Selecting a bushing?????

Discussion in 'Reloading' started by bigngreen, Dec 26, 2009.

  1. bigngreen

    bigngreen Well-Known Member

    Messages:
    5,840
    Joined:
    Nov 24, 2008
    I'm going to order a Redding type S FL die for my 270 WSM to try to get rid of some run out that is holding me back. I need some answers or method on how to go about finding the right bushing to order, the little buggers are expensive to have an assortment.
     
  2. Broz

    Broz Well-Known Member

    Messages:
    8,637
    Joined:
    Feb 3, 2007
    Mic the neck of a loaded round then subtract .0015 or .002"

    Jeff
     

  3. bigngreen

    bigngreen Well-Known Member

    Messages:
    5,840
    Joined:
    Nov 24, 2008
    Thanks, Broz!!
     
  4. Limbic

    Limbic Well-Known Member

    Messages:
    320
    Joined:
    Jun 26, 2008
    Usually you can google "270wsm bushing" and come up with a few different choices. I order three seperate bushings usually.
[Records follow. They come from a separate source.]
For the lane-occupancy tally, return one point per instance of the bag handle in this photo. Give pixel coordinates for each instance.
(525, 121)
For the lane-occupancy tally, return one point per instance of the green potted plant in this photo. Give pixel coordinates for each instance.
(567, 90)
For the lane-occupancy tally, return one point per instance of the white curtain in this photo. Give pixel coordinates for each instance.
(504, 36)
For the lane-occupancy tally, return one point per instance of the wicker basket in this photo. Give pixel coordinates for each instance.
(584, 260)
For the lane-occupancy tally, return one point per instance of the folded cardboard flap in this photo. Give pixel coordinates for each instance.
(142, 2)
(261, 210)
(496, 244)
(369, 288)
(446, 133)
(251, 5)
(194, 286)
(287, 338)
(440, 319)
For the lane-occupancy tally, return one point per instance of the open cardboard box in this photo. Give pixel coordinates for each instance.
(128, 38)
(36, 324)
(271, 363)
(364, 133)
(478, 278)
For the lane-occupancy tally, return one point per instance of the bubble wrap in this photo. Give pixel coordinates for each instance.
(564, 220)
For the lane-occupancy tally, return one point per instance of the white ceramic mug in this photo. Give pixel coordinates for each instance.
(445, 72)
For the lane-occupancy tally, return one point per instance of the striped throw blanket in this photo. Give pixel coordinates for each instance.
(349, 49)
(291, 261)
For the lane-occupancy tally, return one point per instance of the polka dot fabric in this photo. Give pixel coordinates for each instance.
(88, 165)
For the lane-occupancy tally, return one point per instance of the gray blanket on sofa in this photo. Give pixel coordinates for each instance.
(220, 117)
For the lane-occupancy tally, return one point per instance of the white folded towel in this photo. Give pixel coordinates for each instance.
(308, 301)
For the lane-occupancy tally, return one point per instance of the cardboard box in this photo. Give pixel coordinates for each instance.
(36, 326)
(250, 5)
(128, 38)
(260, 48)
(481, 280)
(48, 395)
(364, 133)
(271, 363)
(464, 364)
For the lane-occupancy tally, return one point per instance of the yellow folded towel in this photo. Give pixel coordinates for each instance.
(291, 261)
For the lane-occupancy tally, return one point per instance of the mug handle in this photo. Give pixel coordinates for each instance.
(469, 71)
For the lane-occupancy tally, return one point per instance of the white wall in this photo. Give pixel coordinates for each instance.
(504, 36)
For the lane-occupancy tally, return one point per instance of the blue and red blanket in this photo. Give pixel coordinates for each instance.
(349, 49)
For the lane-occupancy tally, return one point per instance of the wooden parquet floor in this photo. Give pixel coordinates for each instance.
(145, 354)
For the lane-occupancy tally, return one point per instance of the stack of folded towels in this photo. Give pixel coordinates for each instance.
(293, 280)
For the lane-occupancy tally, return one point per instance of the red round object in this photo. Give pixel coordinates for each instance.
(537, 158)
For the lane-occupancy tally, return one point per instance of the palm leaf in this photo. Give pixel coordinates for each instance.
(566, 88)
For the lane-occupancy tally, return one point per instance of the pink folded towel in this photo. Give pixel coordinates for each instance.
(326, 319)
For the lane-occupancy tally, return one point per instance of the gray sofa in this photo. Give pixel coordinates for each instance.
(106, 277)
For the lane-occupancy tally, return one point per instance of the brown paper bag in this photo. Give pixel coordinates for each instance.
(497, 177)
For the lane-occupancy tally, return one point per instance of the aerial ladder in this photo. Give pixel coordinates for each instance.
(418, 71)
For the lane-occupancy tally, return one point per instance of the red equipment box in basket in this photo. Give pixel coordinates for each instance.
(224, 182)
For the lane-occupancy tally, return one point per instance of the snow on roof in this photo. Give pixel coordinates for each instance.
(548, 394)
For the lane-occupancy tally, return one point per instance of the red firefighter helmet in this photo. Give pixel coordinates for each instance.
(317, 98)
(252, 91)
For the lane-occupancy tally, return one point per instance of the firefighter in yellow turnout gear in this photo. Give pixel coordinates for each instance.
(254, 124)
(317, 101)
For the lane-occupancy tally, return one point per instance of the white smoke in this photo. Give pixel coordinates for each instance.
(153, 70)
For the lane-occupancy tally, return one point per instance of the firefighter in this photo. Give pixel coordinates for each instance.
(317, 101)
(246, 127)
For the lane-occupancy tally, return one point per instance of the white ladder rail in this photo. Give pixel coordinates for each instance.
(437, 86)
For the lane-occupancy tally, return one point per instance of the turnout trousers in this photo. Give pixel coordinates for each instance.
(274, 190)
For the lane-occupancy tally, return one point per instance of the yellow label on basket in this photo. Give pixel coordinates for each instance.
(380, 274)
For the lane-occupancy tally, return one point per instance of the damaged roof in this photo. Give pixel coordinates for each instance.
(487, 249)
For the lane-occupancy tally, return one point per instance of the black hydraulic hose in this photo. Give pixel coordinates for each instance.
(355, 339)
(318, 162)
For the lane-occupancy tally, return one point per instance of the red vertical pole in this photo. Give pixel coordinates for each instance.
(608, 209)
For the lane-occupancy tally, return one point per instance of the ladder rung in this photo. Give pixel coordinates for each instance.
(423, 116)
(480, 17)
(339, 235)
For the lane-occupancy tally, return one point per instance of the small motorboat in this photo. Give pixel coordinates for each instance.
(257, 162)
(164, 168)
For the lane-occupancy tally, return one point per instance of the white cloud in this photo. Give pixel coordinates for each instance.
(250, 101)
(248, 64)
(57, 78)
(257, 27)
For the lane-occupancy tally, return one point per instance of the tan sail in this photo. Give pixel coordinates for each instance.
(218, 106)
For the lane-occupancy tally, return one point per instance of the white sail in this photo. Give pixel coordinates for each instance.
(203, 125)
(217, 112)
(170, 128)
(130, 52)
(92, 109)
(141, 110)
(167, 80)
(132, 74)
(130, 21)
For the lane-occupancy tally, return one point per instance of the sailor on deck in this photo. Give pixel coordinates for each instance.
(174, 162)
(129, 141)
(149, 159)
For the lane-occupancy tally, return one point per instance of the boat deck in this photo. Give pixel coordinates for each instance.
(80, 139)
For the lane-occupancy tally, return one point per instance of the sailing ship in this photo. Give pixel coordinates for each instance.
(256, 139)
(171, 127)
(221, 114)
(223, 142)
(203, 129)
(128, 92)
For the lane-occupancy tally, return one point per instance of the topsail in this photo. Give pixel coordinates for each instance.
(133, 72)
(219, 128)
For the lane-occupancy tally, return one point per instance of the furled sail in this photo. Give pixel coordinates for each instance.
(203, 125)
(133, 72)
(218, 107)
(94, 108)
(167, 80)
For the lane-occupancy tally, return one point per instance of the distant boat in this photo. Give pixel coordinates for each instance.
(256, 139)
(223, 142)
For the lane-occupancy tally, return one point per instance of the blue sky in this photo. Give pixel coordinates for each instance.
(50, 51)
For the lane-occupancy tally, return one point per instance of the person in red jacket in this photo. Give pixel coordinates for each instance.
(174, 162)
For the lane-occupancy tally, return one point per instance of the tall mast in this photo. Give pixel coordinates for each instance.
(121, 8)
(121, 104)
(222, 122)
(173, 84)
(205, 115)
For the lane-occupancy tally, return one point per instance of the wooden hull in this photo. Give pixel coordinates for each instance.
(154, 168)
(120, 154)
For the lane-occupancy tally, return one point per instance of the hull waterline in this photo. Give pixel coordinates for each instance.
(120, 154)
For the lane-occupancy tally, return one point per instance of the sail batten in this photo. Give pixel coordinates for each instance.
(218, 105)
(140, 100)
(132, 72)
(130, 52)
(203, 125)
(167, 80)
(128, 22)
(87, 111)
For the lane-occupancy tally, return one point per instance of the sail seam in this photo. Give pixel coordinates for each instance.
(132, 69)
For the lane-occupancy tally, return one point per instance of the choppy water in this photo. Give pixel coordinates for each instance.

One I think I need and then one .001 smaller and one .001 bigger.

    If I've ever learned anything it is: what I think I need is usually not what I really need:)
     
  5. Broz

    Broz Well-Known Member

    Messages:
    8,637
    Joined:
    Feb 3, 2007
    To be safe, you could go .0025 or .003" smaller. But I would only do this if you will NOT be annealing your brass. I have seen that after 4 or 5 reloads the brass hardens and 1 1/2 or 2 thou may not be enough to get good neck tension. So you will need to sqweeze it a bit more as it springs back a bit. So to be safe you could go .003"down. But the best way is to go .0015 or .002 and anneal the necks when they need it.lightbulb

    Jeff
     
  6. Casing

    Casing Well-Known Member

    Messages:
    49
    Joined:
    Apr 6, 2009
    I agree with the other guys. As much as I hate to buy more than one bushing, I usually buy 2 or 3 sizes for one caliber and you may have to experiment. There's nothing worse than guessing at one size, sitting down at the reloading bench and that bushing is not tight enough or is too tight, then you have to order another one and wait a few days for the next one to arrive. Pay up front or on the back end is usually the case.
     
  7. bigngreen

    bigngreen Well-Known Member

    Messages:
    5,840
    Joined:
    Nov 24, 2008
    I was digging through the Sinclair's catalog last night and found a little section on finding the right bushing size, I don't know how I missed it before:rolleyes:
    They have it at .001 with turned brass and .002 without turning but using the expander.
    I'm using Rem brass in this chamber as it lasts 3x as long and seems to handle the pressure better. I've been turning the necks and I can anneal without any problem, which I should probably do any way to get a little more consistency.
    I'm thinking somewhere near .002 should be right, man I hate buying extras but I may have to it seems.
    I'm trying to kill a few birds with one stone here, I'm running .004-.006 of run out and I have tracked to the sizing die and expander, I also need to get consistent neck tension, I have played with this and it made a huge difference in POI. I'm thinking that a S die and annealing will go a long ways.
    If I reload real careful and get the planets aligned I can shoot groups with under 1/2 MOA of vertical @ 1000yrd but if I feel the neck tension is off and the run out is way out I shoot 2 MOA of vertical. It really sucks, cause I go out to the range knowing what is going to happen just by how the loading went.